Lord Hall'a bakarken bugüne değin onun yaşı üzerinde hiç kafa yormadığını fark ediyordu. Yüzü, henüz yılların getirdiği yükten bir parça olsun nasibini almamış göründüğüne göre otuz yaşından bir gün bile almamış olmalıydı. İçten içe gülümsedi. Aklına gelmiş olsa, bu yaş meselesini  Mathilda'ya karşı bir koz olarak kullanabilirdi. Sosyal hayatın aralarında yarattığı uçurum bir yana; gelecekte kendisinden en az bir erkek evlada sahip olması beklenecek büyük ve köklü bir kontluğun varisi konumundaki Lord Hall'un, her şeyi göz ardı edip, otuz iki yaşındaki bir kadınla ciddi olarak ilgilenmesi "gülünç"ten öte bir sözcükle adlandırılamazdı. Böyle adamlar, daha yirmisine varmamış sosyete güzelleriyle evlenir; varis edinmeye yetecek kadar, belki de o kadar bile değil, onların yatak odasını ziyaret eder; sonra da kendilerine daha görmüş geçirmiş kadınlar bulup tutkularını onlarda giderirdi.

Bu, acımasız bir gerçekti ve bu gerçek, İsabella'nın kalbini kırmalıydı.  Oysa İsabella, Lord Hall'la yüz yüze olduğu şu anda; sadece, kuralların kesin çizgilerle belli olduğu bu oyunda ona karşı en ufak bir ilgi duymadığı için Tanrı'ya şükrediyordu.

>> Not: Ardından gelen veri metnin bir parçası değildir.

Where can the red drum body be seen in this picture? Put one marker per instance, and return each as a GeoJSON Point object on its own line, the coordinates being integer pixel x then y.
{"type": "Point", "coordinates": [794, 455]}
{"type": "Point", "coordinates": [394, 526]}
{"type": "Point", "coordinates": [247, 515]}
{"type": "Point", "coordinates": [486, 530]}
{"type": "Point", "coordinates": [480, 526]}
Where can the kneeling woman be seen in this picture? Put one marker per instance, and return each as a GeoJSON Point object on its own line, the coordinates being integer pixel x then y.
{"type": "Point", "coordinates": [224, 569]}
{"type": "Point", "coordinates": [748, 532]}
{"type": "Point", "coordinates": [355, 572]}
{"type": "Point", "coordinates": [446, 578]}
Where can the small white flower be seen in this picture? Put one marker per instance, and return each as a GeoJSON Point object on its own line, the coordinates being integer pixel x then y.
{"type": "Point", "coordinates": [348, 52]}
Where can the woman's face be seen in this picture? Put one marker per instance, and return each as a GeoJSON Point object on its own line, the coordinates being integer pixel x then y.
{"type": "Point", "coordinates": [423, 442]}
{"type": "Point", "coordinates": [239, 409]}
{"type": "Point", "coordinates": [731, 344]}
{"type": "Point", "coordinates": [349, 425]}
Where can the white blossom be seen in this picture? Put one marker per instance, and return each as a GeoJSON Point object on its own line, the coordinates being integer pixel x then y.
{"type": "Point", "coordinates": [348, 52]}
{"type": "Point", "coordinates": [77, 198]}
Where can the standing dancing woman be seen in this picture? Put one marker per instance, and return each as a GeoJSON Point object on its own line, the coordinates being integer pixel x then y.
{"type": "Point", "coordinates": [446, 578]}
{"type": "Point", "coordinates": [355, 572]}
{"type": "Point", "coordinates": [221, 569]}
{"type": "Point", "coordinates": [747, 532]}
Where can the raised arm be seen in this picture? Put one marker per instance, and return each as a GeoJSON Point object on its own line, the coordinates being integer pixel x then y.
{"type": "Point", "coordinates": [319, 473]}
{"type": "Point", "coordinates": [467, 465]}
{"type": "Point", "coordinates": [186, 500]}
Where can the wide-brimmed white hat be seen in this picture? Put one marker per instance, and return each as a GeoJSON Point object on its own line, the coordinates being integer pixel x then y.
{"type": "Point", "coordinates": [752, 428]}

İsabella Mercier; ancak gerçek bir centilmene sunulabilecek incelikte bir reveranstan sonra, Lord Hall'a öyle bir gülümsemeyle baktı ki; erkek bir anda çarpıldığını hissetti. Kadının, "Lordum... Sizi yeniden görmek ne kadar güzel!" diyen sesinin içinde bıraktığı his, küçükken içtiği sıcak çikolata kadar yumuşak ve tatlıydı.